Curtin argues the allegations in the FACC are barred by the exclusiveness of liability provision in the LCHWA, 33 U.S.C. § 905(a), because its liability is exclusively limited to section 904 and Plaintiff is a qualifying longshoreman. Ventura argues that this provision does not apply because Plaintiff is alleged to be a seaman under the Jones Act, and argues that whether Plaintiff actually is a seaman under the Jones Act cannot be decided on a demurrer. (Opp. at pgs. 3-5.) Curtin responds that regardless of whether Plaintiff is a seaman, the exclusiveness of liability provision nevertheless bars Ventura’s claims. (Reply at pg. 3.)

 

The exclusiveness of liability provision broadly applies to the “liability of [Curtin]” to “anyone otherwise entitled to recover damages,” which would include Ventura. By contrast, the section of the Jones Act cited by Ventura expressly states that any seaman may maintain an action for damages “at his election.” Therefore, the Jones Act status as a seaman modifies the employer’s exclusive liability to the “employee” or his “legal representative.” Here, Plaintiff has not elected to maintain an action for damages against Curtin in his complaint. Ventura cites to no authority that interprets this provision to permit a third-party, such as Ventura, to make this election for Plaintiff. Accordingly, even if the Court assumes for purposes of this demurrer that Plaintiff is a Jones Act seaman, Ventura has not established that the exclusiveness of liability provision does not apply to Ventura, as opposed to Plaintiff.

 

Ventura further argues that the Court should not take judicial notice of the truth of the information contained in the notice of lien for purposes of this demurrer and, in any event, Curtin is not currently paying workers’ compensation benefits and therefore the exclusiveness of liability provision does not apply.

 

As an initial matter, the Court takes judicial notice that American Longshore Mutual Association, Ltd. claims and applies for a lien for payment of workers’ compensation benefits to Plaintiff under the LHWCA. (See Evid. Code § 452(h), (d); see also Scott v.

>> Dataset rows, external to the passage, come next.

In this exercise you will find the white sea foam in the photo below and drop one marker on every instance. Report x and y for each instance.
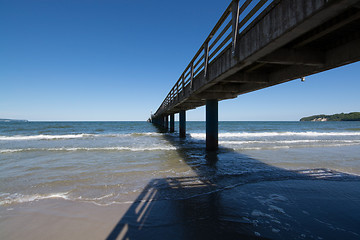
(133, 149)
(7, 199)
(276, 134)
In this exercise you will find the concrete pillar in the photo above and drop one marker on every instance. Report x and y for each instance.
(172, 123)
(212, 125)
(166, 122)
(182, 123)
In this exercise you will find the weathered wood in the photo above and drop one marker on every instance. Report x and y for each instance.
(295, 57)
(206, 58)
(235, 25)
(268, 49)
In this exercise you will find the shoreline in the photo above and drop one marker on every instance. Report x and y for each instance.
(290, 209)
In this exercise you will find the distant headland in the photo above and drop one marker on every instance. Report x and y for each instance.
(12, 120)
(353, 116)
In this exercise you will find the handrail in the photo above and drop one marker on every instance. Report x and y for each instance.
(200, 64)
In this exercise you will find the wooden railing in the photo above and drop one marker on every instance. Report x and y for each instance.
(237, 16)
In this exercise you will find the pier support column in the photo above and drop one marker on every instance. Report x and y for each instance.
(212, 125)
(166, 122)
(172, 123)
(182, 123)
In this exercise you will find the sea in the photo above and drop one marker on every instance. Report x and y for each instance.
(103, 162)
(109, 163)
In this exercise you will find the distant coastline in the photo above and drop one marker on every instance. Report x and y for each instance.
(12, 120)
(353, 116)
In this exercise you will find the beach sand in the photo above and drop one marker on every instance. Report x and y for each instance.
(286, 209)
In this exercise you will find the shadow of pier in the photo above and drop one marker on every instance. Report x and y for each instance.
(233, 196)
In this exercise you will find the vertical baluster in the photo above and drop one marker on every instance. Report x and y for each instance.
(192, 75)
(183, 84)
(206, 58)
(235, 26)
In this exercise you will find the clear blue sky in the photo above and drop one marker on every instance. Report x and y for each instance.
(117, 60)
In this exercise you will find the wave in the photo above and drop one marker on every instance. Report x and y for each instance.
(132, 149)
(43, 137)
(290, 141)
(276, 134)
(72, 136)
(7, 199)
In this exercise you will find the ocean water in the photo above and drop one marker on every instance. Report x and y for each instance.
(112, 162)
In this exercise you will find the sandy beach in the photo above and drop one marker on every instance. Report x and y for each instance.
(291, 209)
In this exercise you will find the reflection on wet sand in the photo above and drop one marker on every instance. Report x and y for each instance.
(254, 201)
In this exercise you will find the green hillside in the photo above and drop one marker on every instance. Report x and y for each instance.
(353, 116)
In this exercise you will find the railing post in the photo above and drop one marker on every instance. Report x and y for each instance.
(206, 58)
(183, 84)
(191, 75)
(235, 26)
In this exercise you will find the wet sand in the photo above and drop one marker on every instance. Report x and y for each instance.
(286, 209)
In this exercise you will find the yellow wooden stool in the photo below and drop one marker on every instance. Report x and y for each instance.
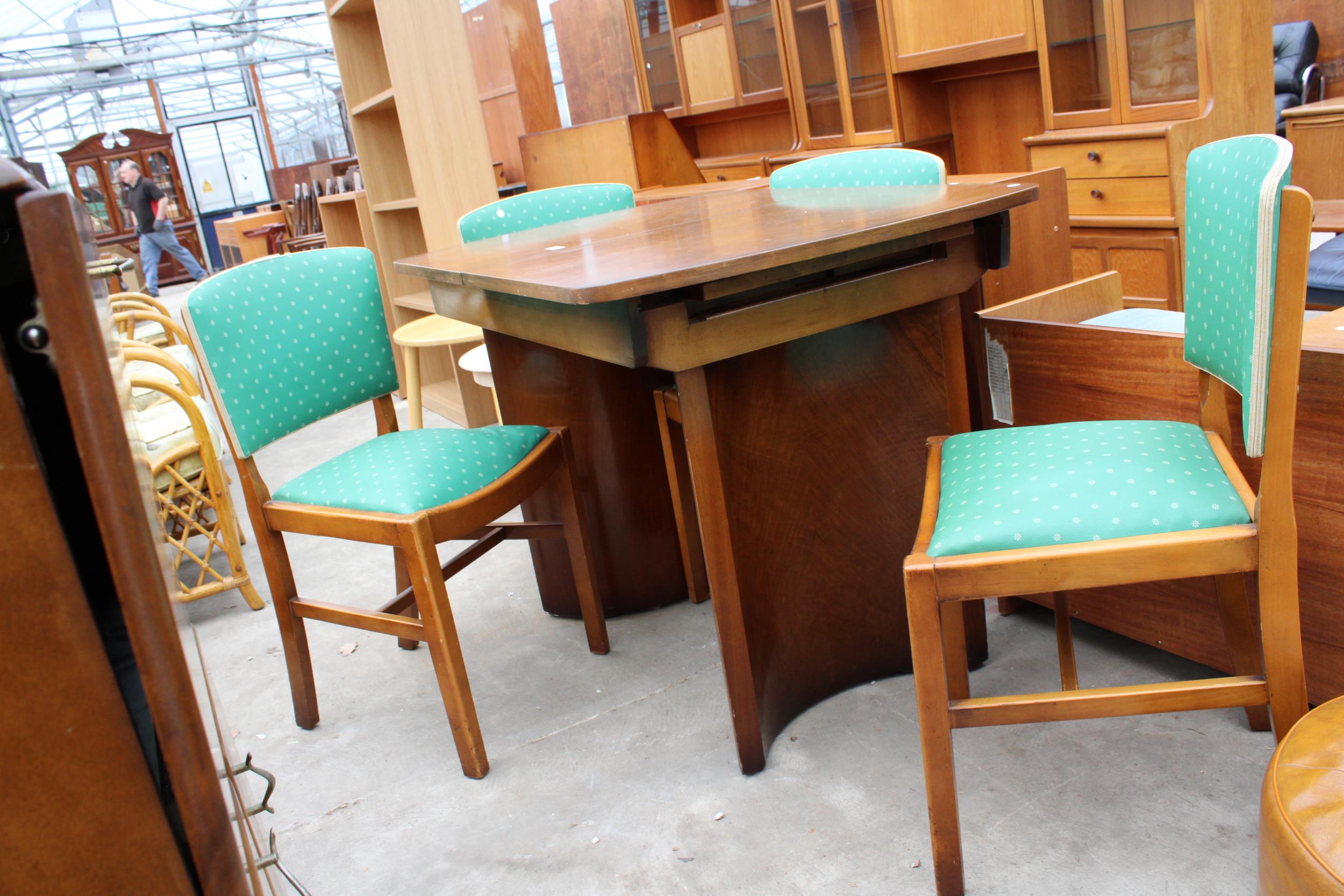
(428, 332)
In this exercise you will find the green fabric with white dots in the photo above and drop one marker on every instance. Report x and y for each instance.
(886, 167)
(1233, 199)
(544, 207)
(292, 339)
(413, 470)
(1069, 483)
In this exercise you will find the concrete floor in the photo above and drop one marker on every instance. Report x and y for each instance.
(606, 773)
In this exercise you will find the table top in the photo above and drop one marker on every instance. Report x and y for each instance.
(698, 240)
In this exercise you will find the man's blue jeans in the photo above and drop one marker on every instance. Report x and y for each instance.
(154, 245)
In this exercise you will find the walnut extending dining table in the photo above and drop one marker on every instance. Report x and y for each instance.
(816, 342)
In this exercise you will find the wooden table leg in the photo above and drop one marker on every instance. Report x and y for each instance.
(623, 481)
(808, 467)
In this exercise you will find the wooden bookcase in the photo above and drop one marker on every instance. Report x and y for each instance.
(408, 61)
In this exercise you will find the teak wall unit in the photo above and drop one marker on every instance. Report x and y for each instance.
(408, 61)
(1129, 88)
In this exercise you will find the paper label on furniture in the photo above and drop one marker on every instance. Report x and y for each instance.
(1000, 388)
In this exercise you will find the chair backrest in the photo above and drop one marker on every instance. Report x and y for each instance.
(544, 207)
(287, 340)
(1233, 199)
(885, 167)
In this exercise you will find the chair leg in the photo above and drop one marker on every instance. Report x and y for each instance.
(581, 551)
(404, 582)
(1242, 644)
(955, 648)
(444, 647)
(1065, 644)
(414, 407)
(294, 637)
(1281, 636)
(926, 650)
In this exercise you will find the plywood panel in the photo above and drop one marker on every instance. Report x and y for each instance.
(709, 71)
(593, 39)
(990, 117)
(950, 31)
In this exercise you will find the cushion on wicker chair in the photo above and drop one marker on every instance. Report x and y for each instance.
(413, 470)
(1069, 483)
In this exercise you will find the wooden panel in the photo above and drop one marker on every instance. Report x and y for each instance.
(1318, 148)
(1120, 197)
(707, 65)
(597, 58)
(990, 117)
(597, 152)
(1105, 157)
(952, 31)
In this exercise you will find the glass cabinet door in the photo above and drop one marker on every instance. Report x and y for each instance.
(1080, 61)
(818, 68)
(1160, 53)
(759, 52)
(660, 71)
(89, 190)
(861, 34)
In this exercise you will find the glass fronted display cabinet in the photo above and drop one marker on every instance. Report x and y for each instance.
(842, 77)
(1108, 62)
(93, 164)
(706, 55)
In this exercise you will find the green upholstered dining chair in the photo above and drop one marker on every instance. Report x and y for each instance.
(544, 207)
(289, 340)
(1080, 505)
(882, 167)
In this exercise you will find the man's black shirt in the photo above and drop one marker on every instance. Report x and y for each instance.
(140, 200)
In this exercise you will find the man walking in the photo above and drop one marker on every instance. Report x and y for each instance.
(156, 234)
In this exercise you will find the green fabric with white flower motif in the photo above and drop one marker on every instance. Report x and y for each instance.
(413, 470)
(292, 339)
(1233, 198)
(888, 167)
(544, 207)
(1069, 483)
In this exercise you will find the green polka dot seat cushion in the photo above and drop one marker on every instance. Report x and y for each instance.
(288, 340)
(544, 207)
(413, 470)
(888, 167)
(1070, 483)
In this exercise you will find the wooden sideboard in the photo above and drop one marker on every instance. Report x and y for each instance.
(127, 779)
(1129, 89)
(1316, 132)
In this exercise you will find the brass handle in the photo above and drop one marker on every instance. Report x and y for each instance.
(270, 785)
(273, 859)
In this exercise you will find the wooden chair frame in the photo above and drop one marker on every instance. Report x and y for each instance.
(1267, 546)
(421, 610)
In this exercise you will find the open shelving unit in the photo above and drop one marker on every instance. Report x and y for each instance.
(408, 60)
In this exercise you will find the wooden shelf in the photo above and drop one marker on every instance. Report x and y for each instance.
(397, 205)
(350, 7)
(378, 103)
(416, 302)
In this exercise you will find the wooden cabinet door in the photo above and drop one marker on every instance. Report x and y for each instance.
(1149, 264)
(707, 65)
(950, 31)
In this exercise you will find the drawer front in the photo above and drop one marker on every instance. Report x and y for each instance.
(733, 173)
(1120, 197)
(1105, 159)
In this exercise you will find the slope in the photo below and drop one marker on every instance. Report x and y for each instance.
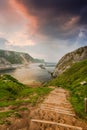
(71, 79)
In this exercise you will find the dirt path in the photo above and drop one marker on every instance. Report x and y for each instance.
(56, 113)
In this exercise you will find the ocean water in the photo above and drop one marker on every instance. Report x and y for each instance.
(32, 73)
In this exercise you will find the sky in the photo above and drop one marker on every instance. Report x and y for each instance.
(46, 29)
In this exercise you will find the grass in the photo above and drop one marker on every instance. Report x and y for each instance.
(15, 94)
(70, 80)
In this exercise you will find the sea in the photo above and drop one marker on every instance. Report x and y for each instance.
(32, 73)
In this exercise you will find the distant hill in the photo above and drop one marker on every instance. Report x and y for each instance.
(8, 58)
(66, 61)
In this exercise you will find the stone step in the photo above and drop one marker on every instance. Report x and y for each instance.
(58, 124)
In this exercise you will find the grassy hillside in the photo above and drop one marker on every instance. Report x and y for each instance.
(70, 80)
(14, 95)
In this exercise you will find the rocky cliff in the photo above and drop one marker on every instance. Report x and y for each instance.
(8, 58)
(66, 61)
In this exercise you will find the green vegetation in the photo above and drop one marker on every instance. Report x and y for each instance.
(14, 94)
(15, 57)
(70, 80)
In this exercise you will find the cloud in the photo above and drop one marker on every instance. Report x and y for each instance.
(61, 19)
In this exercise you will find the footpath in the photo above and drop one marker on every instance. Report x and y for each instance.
(56, 113)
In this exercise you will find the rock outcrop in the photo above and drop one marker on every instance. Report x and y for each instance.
(66, 61)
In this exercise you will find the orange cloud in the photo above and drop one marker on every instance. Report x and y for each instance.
(32, 20)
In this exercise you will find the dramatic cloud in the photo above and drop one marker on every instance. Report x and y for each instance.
(55, 18)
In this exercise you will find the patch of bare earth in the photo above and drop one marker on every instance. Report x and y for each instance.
(56, 113)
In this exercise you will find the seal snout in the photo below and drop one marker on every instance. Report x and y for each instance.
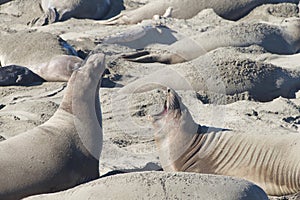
(172, 102)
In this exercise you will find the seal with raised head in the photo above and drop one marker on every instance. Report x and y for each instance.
(270, 161)
(227, 9)
(283, 38)
(65, 150)
(60, 10)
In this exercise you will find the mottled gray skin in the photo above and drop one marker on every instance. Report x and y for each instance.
(4, 1)
(44, 54)
(162, 185)
(227, 9)
(279, 39)
(17, 75)
(56, 155)
(272, 161)
(218, 73)
(61, 10)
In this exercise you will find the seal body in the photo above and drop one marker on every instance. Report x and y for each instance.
(162, 185)
(270, 161)
(62, 152)
(43, 54)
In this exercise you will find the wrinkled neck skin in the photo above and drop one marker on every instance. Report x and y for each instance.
(81, 100)
(174, 134)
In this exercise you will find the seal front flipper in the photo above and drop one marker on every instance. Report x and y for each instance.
(18, 75)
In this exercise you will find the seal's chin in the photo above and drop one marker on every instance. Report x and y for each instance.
(171, 104)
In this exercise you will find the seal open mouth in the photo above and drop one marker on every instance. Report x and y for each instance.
(171, 104)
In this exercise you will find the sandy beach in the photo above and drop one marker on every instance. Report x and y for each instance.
(258, 90)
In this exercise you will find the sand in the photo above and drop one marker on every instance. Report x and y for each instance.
(128, 136)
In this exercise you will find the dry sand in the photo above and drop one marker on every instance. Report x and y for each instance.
(128, 137)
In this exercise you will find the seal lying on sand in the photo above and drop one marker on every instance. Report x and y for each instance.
(60, 10)
(17, 75)
(186, 9)
(280, 39)
(270, 161)
(162, 185)
(217, 73)
(64, 151)
(46, 55)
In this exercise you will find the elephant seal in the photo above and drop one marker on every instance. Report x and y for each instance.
(186, 9)
(280, 39)
(17, 75)
(162, 185)
(218, 73)
(64, 151)
(44, 54)
(4, 1)
(270, 161)
(60, 10)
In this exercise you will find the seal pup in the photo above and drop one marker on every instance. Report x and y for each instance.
(61, 10)
(283, 38)
(44, 54)
(227, 9)
(270, 161)
(162, 185)
(17, 75)
(64, 151)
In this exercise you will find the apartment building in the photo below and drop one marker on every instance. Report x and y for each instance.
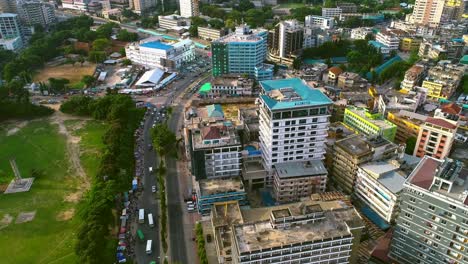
(208, 33)
(427, 12)
(295, 180)
(443, 79)
(369, 123)
(351, 81)
(212, 191)
(154, 53)
(308, 232)
(351, 152)
(413, 77)
(432, 226)
(285, 41)
(408, 124)
(189, 8)
(241, 52)
(435, 138)
(319, 21)
(293, 122)
(388, 39)
(379, 184)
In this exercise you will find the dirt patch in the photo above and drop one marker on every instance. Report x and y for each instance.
(17, 128)
(25, 217)
(6, 220)
(73, 197)
(66, 215)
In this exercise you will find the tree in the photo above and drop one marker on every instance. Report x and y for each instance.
(88, 80)
(410, 145)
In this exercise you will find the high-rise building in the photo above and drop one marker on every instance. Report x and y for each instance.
(427, 12)
(240, 52)
(293, 122)
(11, 35)
(435, 138)
(33, 12)
(432, 226)
(189, 8)
(285, 40)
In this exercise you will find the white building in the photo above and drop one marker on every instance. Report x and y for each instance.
(388, 39)
(189, 8)
(153, 53)
(293, 122)
(378, 184)
(319, 21)
(331, 12)
(360, 33)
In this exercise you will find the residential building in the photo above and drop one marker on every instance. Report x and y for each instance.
(11, 35)
(351, 81)
(173, 21)
(333, 74)
(432, 225)
(33, 12)
(293, 122)
(285, 40)
(408, 124)
(313, 231)
(319, 21)
(443, 79)
(369, 123)
(215, 149)
(351, 152)
(360, 32)
(189, 8)
(413, 77)
(153, 53)
(212, 191)
(408, 44)
(388, 39)
(240, 52)
(427, 12)
(208, 33)
(435, 138)
(333, 12)
(379, 184)
(295, 180)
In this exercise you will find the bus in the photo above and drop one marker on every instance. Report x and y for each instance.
(141, 216)
(140, 235)
(148, 247)
(150, 220)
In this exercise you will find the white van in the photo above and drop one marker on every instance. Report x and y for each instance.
(141, 216)
(150, 220)
(149, 246)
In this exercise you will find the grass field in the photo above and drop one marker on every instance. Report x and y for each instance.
(50, 237)
(67, 71)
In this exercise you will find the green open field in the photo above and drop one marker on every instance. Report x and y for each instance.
(50, 236)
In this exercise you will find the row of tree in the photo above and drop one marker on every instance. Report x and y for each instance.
(94, 241)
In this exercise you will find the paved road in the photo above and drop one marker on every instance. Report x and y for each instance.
(148, 202)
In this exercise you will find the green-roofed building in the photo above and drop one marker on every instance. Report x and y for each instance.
(293, 122)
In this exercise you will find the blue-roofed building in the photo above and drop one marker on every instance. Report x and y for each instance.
(154, 53)
(293, 122)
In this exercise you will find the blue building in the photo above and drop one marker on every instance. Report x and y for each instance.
(213, 191)
(241, 52)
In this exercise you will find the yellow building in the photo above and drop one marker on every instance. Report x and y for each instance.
(410, 43)
(408, 124)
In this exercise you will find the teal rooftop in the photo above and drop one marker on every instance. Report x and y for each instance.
(291, 93)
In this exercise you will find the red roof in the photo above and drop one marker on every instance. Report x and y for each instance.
(335, 70)
(441, 122)
(451, 108)
(425, 172)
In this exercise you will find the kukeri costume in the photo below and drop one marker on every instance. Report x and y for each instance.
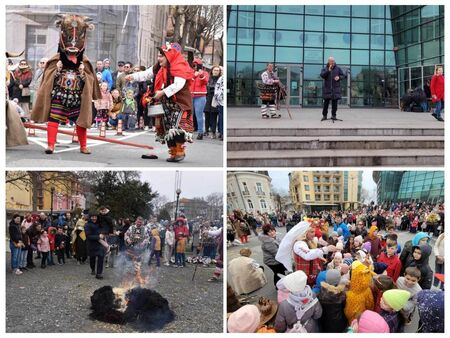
(69, 84)
(175, 125)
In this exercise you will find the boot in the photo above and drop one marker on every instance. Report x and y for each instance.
(82, 138)
(52, 132)
(172, 153)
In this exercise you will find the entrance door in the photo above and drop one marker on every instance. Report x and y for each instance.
(292, 77)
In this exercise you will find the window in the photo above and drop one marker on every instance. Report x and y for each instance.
(250, 204)
(263, 204)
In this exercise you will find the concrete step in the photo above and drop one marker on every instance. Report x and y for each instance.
(330, 131)
(333, 142)
(337, 158)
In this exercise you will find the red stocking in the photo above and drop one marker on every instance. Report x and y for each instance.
(82, 136)
(52, 131)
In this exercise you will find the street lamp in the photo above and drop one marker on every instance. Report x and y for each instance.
(178, 191)
(52, 189)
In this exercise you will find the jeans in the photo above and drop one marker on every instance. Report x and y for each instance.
(326, 103)
(439, 107)
(157, 254)
(15, 255)
(438, 268)
(220, 124)
(23, 258)
(180, 259)
(199, 105)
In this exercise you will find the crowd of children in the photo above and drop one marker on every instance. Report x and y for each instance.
(349, 277)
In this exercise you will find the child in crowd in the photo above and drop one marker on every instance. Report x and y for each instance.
(332, 299)
(129, 111)
(369, 322)
(156, 247)
(103, 105)
(359, 296)
(419, 259)
(410, 283)
(381, 283)
(337, 260)
(43, 245)
(301, 305)
(391, 303)
(114, 113)
(389, 256)
(60, 245)
(179, 255)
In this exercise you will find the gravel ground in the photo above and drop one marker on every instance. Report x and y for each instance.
(57, 299)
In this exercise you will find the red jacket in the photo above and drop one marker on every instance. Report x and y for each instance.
(437, 87)
(198, 84)
(393, 263)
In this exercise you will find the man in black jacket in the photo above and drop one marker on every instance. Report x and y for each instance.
(331, 89)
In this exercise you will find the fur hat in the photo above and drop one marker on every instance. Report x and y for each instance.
(246, 252)
(372, 322)
(295, 282)
(333, 277)
(396, 298)
(358, 239)
(244, 320)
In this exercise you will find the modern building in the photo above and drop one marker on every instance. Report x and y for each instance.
(249, 191)
(403, 186)
(122, 32)
(30, 195)
(325, 190)
(384, 50)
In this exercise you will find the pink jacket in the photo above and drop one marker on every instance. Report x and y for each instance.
(43, 244)
(198, 85)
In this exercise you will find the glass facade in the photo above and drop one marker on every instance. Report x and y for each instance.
(299, 40)
(408, 185)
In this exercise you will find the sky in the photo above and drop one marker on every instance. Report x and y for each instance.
(193, 183)
(280, 180)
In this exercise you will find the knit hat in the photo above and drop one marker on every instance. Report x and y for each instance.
(244, 320)
(379, 267)
(372, 322)
(396, 298)
(333, 277)
(337, 255)
(246, 252)
(295, 282)
(358, 239)
(344, 268)
(367, 246)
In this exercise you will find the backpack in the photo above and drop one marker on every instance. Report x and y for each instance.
(299, 327)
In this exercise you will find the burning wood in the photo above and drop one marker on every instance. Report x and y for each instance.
(144, 309)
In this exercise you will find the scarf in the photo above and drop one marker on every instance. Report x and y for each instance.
(301, 300)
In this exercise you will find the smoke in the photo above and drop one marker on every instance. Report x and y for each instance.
(143, 309)
(147, 310)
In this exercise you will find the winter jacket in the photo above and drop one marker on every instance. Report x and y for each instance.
(93, 231)
(198, 85)
(245, 277)
(14, 232)
(393, 263)
(332, 298)
(423, 265)
(270, 248)
(331, 89)
(286, 317)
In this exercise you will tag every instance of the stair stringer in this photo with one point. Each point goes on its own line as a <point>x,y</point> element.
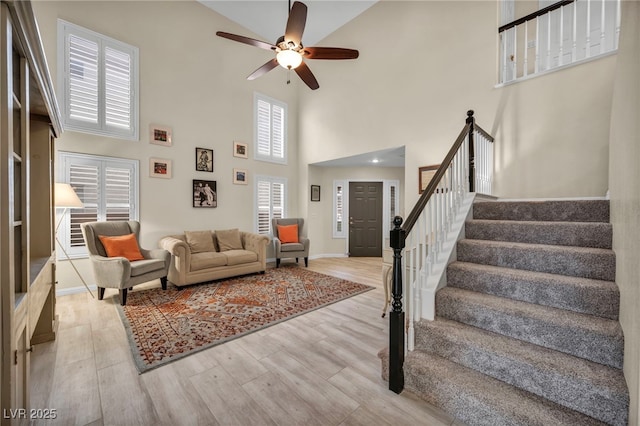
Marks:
<point>437,278</point>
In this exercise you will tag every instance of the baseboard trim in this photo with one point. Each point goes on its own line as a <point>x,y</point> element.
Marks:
<point>322,256</point>
<point>74,290</point>
<point>551,199</point>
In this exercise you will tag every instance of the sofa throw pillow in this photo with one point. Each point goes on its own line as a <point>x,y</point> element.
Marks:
<point>229,239</point>
<point>122,246</point>
<point>199,241</point>
<point>288,233</point>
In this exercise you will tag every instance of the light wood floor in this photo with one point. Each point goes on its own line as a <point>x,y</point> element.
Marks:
<point>317,369</point>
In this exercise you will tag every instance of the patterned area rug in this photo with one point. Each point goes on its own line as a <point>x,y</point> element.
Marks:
<point>163,326</point>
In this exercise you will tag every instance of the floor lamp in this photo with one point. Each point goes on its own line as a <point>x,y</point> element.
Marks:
<point>66,198</point>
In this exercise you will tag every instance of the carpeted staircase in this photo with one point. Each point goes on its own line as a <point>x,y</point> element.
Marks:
<point>526,331</point>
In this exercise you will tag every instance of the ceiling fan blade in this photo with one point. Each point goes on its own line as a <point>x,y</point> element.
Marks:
<point>295,23</point>
<point>247,40</point>
<point>307,76</point>
<point>329,53</point>
<point>263,69</point>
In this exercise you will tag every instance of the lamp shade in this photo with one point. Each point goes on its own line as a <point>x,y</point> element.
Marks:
<point>66,197</point>
<point>289,59</point>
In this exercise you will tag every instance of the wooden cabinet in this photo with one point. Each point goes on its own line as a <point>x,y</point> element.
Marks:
<point>29,122</point>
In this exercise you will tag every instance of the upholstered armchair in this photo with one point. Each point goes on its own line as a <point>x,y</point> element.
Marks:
<point>290,239</point>
<point>118,260</point>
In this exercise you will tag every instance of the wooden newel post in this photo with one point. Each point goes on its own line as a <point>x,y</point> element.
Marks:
<point>396,318</point>
<point>472,156</point>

JP Morgan Chase Bank, N.A. (2013) 214 Cal.App.4th 743, 754 (citations omitted) (“Where… judicial notice is requested of a legally operative document—like a contract—the court may take notice not only of the fact of the document and its recording or publication, but also facts that clearly derive from its legal effect. …Moreover, whether the fact derives from the legal effect of a document or from a statement within the document, the fact may be judicially noticed where … the fact is not reasonably subject to dispute.”)

 

Ventura argues that Curtin’s purported failure to fully pay worker’s compensation benefits takes Curtin outside of the exclusiveness of liability provision in the LCHWA. Ventura cites to no authority to support this proposition; indeed, the language of the provision states that “an injured employee, or his legal representative … may elect to claim compensation” if the “employer fails to secure payment of compensation as required.” (33 U.S.C. § 905(a).) The relief owed based on a failure to pay full benefits appears to be properly sought by Plaintiff, not a third-party.          

 

CONCLUSION

 

            Accordingly, Curtin’s demurrer to Ventura’s first amended cross-complaint is sustained with leave to amend.  

 

            Curtin shall give notice of the Court’s order and file a proof of service of such.